Looking at these two links, there is a bit of contradiction.

you might want to combine PCA with OHE


PCA does not make sense after one hot encoding

And I thought that the second link makes sense, but that's mostly because the data is synthetically random with an unreal distribution.

What are some methods for reducing dimensions for categorical covariates?

My group supports a package that helps build low dimensional representations of categorical variables in the case of supervised machine learning here: CRAN - Package vtreat (intro here: README ).

1 Like

Thanks, I'm getting around to looking into it and it seems interesting.

So let's say there are 100 categorical predictors, and vtreat reduces it to 10 predictors. How would its performance change when predicting the y? Looking at the Readme here, I couldn't really find benchmarks on, for example, computation efficiency, consistency, etc. From a UMAP paper, it makes a comparison of consistency for 10% of sample size vs. full data set (on page 35).

I see that there is a video lecture on it, but I could not find a screencast of example coding for categorical dimensional reduction. Do you happen to know one?

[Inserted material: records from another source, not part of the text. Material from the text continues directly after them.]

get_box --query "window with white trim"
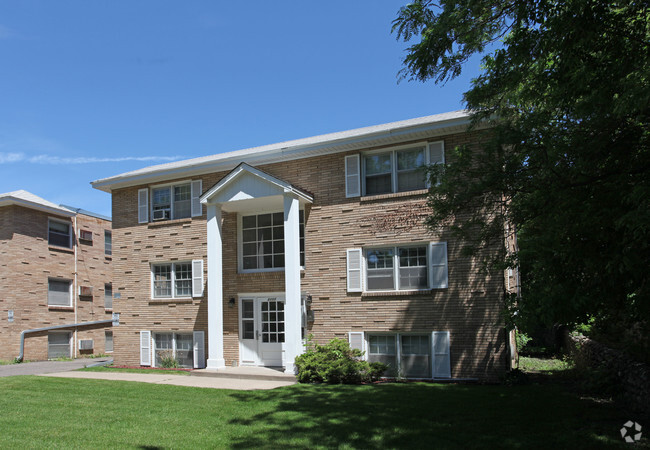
[365,245,429,291]
[346,242,448,292]
[47,278,72,306]
[138,180,203,223]
[240,210,305,271]
[362,141,444,195]
[47,219,72,248]
[154,333,194,367]
[151,183,192,220]
[151,260,203,298]
[104,283,113,309]
[104,230,113,256]
[104,330,113,353]
[366,331,451,378]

vtreat is designed to treat each categorical variable individually- coding each to a small number of columns instead of exploding to a huge number of indicators. The joint dimension reduction of these produced columns are not part of the scope of vtreat, and left to other tools. A longer discussion of vtreat with measured performance on some examples can be found here: [1611.09477] vtreat: a data.frame Processor for Predictive Modeling .

1 Like

You can have a look at the methods implemented in FactoMineR. They have a book, a bunch of YouTube videos and an online MOOC. I'm currently attending the MOOC and find it very useful.